# rams?



## TailorO (Apr 7, 2008)

I have been keeping Malawi cichlids for a little while but i also have a 30 gallon planted community tank with: 
5 Buenos Ares tetras 
a few cardinal and neon tetras 
2 large but very docile powder blue gouramis
1 pleco
2 cory cats

I was wanting to add some new fish to the mix with a little more colour. I saw some Rams at the LFS and was wondering if they would be ok in this tank. Any suggestion?


----------



## DirtyBlackSocks (Jan 24, 2008)

bolivian or blue ram?


----------



## TailorO (Apr 7, 2008)

i think they are blue rams. Scientific name is Mikrogeophagus ramirezi


----------



## cichlidaholic (Dec 7, 2005)

The Buenos aries tetras can be a bit nippy, from what I've been told, but I have several in with my Bolivian rams, and I've never had any problems out of them.

I'm wondering how the gouramis might react to new additions to the tank???

I take it you aren't interested in breeding, with this being a community tank.

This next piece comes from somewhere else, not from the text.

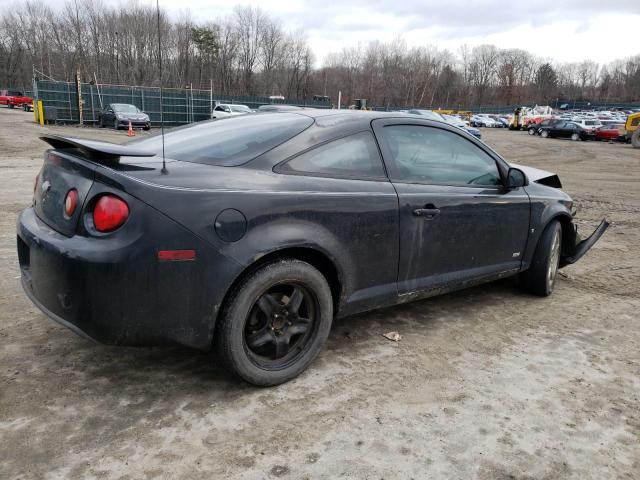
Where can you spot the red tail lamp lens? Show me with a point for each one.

What is your ph on this one?

And, what are the dimensions on the tank?

Kim


----------



## TailorO (Apr 7, 2008)

No, i'm not interested in breeding.

the tank is 30inx18in by 12in deep

ph is 6.4

If i can get some, how many?


----------



## DirtyBlackSocks (Jan 24, 2008)

I'd start with 6 with the intentions of thinning them out if aggression problems arise.


----------



## SubMariner (Jun 4, 2008)

Go with the Bolivian Rams Man! There simply wonderful fish and I love'm! :thumb:

They add a lot to any Community tank...trust me.


----------



## TailorO (Apr 7, 2008)

i think i will pick some up once i have a little extra cash


----------



## cichlidaholic (Dec 7, 2005)

DirtyBlackSocks said:


> I'd start with 6 with the intentions of thinning them out if aggression problems arise.


I agree!


----------



## TailorO (Apr 7, 2008)

One fish i forgot to list was i have one random fancy guppie. will the rams bother it do you think?


----------



## DirtyBlackSocks (Jan 24, 2008)

Rams generaly won't bother anything but eachother.


----------



## white-worms (Jun 18, 2008)

I used to keep Ramirez (rams). There so colourful and great fun to watch if you have a few and they have a harem going. Under the right lighting they look fantastic.


----------



## needmoretanks! (Dec 7, 2006)

I would however, keep an eye on the gourami. I have heard they can get a little nippy towards other species. Just watch for any aggression because nobody likes to see a beat up ram.


----------



## TailorO (Apr 7, 2008)

yeah, i have heard that but in genral the two gouramis that i do have are VERY calm, shy and docile. i couldn't see them really bothering the rams


----------